Ülkeler kendilerini uluslararası pazarda tanıtırken, yabancı şirketleri kendi ülkelerine yatırım yapması için cazip kılarken, en belirgin özelliklerini ortaya çıkarmak isterler. Bunlardan en önemlileri genellikle, bulunabilir profesyonel istihdam, istihdamın konuşulabilir birçok dile vakıf olması, istihdamın alabileceği eğitimin seviyesi. Burada ülkedeki üniversitelerin tanınmışlığı, dünya sıralamasındaki yerleri çok önemlidir. Ayrıca şirketler, kendi bünyelerinden yöneticileri de yeni bir ülkeye gönderiyorsa, o ülkenin yabancılara bakış açısı, çok dilli eğitim veren kurumların olup olmaması, sosyal ve kültürel faaliyet alanlarının gelişmişliği, yaşam alanları, trafik, sağlık ve güvenlik vs. Birçok konu gündeme gelebilmektedir. Tabi bunların yanında ulaşım ve alt yapı olmazsa olmazları dır yatırımcıların. Yani yalnız ve yalnızca ucuz işgücü yeterli değildir birçok yatırımcı için, zaten tek başına ucuz işgücü için gelenlerde daha ucuzunu buldukları an terk ederler sizi.
Hollanda
Geçenlerde Hollanda da idim, logo tanıtımından sonra. Bu ülkenin kendisini nasıl tanıttığını merak ettim. Hollanda kendisini şu yedi başlıkta dünyaya lanse ediyor ve yatırımcıları ülkelerine davet ediyorlar:
1. Avrupa’da stratejik bir lojistik lokasyon oldukları için,
2. Vergilendirmede daha fazla avantajlar sağladıkları için,
3. Mükemmel bir alt yapıya sahip oldukları için,
4. En elverişli ar-ge çalışmalarının yapılabileceği eğitim kurumları olduğu için,
5. Uluslararası ticaret ve düşünce kabiliyetleri olduğu için,
6. İşini bilen ve seven bir toplum oldukları için en son olarak da,
7. Yaşanması en güzel bir ülke oldukları için yatırımcıların ülkelerini tercih etmeleri gerektiğini düşünüyorlar. Bu konuda iddialı oldukları gibide gayet başarılılar. Birçok uzak doğulu ve kuzey Amerikalı firmaların avrupa merkez ofisleri veya lojistik hatları Hollanda da bulunuyor.

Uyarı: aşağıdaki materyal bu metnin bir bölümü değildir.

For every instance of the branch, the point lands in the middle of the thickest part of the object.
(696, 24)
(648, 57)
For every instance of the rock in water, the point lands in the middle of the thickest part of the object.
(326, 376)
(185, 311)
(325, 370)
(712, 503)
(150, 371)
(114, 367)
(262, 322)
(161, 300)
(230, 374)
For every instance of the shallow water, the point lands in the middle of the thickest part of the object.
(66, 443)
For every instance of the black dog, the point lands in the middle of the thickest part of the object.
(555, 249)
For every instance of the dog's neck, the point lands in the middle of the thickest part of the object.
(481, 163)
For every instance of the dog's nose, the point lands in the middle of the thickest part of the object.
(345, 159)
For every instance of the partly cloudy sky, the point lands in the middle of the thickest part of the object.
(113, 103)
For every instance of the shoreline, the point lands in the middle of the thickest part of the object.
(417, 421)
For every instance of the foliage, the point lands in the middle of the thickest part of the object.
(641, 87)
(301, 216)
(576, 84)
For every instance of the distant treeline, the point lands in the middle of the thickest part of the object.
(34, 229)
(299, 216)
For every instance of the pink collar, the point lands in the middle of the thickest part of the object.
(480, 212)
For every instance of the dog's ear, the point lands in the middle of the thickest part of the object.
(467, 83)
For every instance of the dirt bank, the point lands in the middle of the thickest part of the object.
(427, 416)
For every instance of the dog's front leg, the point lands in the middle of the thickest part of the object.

Ayrıca iddia ettikleri şeyleri de yerinde gösterebiliyorlar. Tabi bunu rakamlarda da bulmak zor olmuyor. Konya kadar toprağı olan, İstanbul kadar nüfusu olan bir ülkeden bahsediyoruz. İhracat hacimleri yılda 380 milyar dolar civarında ve ayrıca kendilerine özgü Philips, Unilever, Akzo Nobel, Shell, ING ve KLM gibi dünya markalarına sahipler. Ve bu ülkenin kendine has tek bir logosu yok, size de ilginç gelmiyor mu?